To supplement the data of the flow velocity at a fixed point (Fig. 4), the horizontal flow velocities of the moving segments can be joined together to form another set of profiles of the flow velocity due to the limited influence of the slow vertical velocity (30 cm in 2 min) on the horizontal flow velocity, as shown in Fig. 4b. Because the change in the water level is very limited, we can approximate the velocity profile as being measured at the same time. The profile of the flow velocity in the vertical direction after the combination essentially matches the reverse logarithmic distribution. The flow velocity near the canopy is very low (much less than 1 cm/s), and it approaches a consistent flow in the vertical direction.
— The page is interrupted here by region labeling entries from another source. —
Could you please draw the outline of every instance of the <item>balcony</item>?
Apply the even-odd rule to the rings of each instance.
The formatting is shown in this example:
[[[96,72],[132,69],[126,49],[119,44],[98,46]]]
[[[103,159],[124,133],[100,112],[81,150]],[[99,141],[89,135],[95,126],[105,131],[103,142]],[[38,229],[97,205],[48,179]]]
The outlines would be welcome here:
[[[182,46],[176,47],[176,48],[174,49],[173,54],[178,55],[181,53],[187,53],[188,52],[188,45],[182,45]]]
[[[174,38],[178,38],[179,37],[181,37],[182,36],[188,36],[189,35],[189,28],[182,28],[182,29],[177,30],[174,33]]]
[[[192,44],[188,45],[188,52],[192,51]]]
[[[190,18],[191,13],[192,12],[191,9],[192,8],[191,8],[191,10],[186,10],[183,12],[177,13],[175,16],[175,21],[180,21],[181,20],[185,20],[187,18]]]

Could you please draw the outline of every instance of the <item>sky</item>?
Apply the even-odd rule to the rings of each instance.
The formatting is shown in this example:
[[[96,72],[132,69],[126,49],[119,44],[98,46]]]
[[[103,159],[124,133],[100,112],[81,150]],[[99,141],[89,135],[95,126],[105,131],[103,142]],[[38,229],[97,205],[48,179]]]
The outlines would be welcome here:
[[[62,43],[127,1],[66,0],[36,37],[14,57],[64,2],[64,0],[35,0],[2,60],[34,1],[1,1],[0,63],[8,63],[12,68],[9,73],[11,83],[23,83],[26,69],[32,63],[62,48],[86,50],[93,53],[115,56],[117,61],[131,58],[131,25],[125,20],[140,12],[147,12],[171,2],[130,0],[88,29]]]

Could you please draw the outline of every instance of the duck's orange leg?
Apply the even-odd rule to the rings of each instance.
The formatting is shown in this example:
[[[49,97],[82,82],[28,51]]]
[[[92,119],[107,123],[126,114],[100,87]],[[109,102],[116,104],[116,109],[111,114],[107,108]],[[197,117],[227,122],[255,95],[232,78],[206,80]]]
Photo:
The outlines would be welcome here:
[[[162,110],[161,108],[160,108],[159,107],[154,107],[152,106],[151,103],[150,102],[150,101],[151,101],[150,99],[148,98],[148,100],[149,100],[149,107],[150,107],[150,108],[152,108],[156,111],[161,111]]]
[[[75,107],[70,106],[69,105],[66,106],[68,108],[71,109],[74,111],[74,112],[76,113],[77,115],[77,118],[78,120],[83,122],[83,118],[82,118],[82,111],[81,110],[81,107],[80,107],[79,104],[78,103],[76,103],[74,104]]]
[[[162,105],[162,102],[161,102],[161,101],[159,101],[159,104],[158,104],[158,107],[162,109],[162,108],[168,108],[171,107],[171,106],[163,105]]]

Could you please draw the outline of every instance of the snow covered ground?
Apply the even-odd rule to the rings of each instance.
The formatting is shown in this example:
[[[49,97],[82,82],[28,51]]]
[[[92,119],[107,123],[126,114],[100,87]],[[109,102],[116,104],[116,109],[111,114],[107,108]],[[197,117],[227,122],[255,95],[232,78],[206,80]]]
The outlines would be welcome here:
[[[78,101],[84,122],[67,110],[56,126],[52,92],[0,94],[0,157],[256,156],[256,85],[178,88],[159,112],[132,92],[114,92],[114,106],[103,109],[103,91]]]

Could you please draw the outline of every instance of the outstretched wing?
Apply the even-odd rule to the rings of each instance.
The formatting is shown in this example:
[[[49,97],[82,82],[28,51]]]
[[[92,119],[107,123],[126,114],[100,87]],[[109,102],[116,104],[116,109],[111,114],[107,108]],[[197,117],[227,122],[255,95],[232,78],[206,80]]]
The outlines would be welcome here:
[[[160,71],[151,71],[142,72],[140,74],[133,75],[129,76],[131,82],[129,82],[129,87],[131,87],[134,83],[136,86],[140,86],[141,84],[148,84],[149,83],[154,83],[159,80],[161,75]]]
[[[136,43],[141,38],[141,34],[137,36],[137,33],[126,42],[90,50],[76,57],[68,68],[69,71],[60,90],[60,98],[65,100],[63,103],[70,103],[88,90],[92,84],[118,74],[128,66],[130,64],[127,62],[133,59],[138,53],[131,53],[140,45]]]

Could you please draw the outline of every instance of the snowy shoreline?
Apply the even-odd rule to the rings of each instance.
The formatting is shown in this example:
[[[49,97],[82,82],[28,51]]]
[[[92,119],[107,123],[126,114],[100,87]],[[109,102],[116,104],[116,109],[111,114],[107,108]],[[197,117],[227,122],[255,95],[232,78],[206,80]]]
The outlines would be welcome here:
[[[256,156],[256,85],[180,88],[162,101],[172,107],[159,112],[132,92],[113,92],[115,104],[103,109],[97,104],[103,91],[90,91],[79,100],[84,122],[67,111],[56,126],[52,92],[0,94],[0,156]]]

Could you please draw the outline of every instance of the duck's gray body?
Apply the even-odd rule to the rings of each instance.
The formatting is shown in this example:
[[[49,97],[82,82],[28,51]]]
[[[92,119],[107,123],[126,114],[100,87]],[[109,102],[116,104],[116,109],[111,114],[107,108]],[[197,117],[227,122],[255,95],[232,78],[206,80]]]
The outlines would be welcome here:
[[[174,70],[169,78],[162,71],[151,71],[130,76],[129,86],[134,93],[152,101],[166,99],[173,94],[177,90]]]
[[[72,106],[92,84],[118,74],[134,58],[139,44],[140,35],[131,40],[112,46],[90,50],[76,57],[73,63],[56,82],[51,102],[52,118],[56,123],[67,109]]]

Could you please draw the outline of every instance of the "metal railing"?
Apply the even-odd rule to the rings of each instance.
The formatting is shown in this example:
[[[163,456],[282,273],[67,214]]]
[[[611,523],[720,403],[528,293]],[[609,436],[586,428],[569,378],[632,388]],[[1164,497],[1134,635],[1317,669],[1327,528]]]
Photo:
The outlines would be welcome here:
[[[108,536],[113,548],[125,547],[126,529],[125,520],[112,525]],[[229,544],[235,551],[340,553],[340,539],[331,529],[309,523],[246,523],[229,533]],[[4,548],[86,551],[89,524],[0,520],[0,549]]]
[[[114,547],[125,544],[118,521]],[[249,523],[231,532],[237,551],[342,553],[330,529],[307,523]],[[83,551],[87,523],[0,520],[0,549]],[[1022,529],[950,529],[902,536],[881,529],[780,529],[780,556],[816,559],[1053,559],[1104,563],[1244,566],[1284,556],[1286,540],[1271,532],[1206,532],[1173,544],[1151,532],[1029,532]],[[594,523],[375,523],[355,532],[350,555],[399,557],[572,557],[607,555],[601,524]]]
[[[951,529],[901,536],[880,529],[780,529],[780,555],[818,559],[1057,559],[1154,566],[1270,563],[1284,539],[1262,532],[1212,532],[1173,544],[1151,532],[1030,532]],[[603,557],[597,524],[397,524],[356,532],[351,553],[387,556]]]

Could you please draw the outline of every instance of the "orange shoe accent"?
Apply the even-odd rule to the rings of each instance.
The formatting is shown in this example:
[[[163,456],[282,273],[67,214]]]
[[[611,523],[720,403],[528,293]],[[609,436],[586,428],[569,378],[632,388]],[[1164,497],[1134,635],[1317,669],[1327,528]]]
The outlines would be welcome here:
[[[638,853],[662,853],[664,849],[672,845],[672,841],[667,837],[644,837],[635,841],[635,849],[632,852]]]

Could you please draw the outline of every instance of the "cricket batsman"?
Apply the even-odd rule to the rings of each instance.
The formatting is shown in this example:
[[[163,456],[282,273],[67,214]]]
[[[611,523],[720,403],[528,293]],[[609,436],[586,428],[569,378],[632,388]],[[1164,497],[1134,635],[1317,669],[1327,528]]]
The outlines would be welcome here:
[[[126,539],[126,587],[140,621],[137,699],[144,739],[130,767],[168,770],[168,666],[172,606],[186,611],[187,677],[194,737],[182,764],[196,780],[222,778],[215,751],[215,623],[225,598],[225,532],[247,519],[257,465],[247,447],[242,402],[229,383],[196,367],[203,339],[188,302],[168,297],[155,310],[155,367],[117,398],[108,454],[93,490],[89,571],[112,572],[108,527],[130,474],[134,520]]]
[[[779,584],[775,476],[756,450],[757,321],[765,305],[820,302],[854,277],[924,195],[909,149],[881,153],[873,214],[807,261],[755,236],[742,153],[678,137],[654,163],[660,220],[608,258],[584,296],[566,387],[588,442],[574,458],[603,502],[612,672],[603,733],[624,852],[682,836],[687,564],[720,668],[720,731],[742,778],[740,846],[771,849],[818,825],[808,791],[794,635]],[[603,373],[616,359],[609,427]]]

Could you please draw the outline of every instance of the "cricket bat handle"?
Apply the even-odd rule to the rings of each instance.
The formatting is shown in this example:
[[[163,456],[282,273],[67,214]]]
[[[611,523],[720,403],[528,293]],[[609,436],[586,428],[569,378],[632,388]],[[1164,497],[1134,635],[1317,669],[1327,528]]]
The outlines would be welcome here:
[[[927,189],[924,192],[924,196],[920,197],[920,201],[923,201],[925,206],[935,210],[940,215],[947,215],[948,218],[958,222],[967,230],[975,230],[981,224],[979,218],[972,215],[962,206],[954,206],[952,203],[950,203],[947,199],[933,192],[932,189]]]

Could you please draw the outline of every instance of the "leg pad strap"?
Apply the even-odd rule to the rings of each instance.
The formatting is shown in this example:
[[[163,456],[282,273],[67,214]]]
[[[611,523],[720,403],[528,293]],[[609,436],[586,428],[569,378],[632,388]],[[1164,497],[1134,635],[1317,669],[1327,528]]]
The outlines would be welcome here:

In the trunk part, the horizontal flow velocity decreases linearly with the increasing height. The flow velocity is the highest at the bottom, and the points of the flow velocity are relatively scattered. It is worth noting that a reverse gradient of the flow velocity is sometimes observed at the bottom (Fig. 4b, bottom right corner), which could be caused by the root system at the bottom of the mangroves, resulting in a decrease in the flow velocity near the bottom.

The flow structure over the bare mudflats is consistent with the theory of a turbulent boundary layer, the vertical flow velocity essentially agrees with a semi-logarithmic distribution (Soulsby, 1997), and the overall profile of the flow velocity has a J-shape (Fig. 8a).

When herbaceous plants appear on a tidal flat (such as Spartina) (Fig. 8), the features of the boundary layer at the bottom will change (Leonard and Luther, 1995; Shi et al., 1995; Leonard and Croft, 2006; Neumeier and Amos, 2006); the main variation is the decrease of the flow velocity in the canopy of the plants. Because the biomass of herbaceous plants is denser at the bottom than at the top, the flow velocity increases with the increasing height, but the mean flow velocity generally decreases (Fig. 8b).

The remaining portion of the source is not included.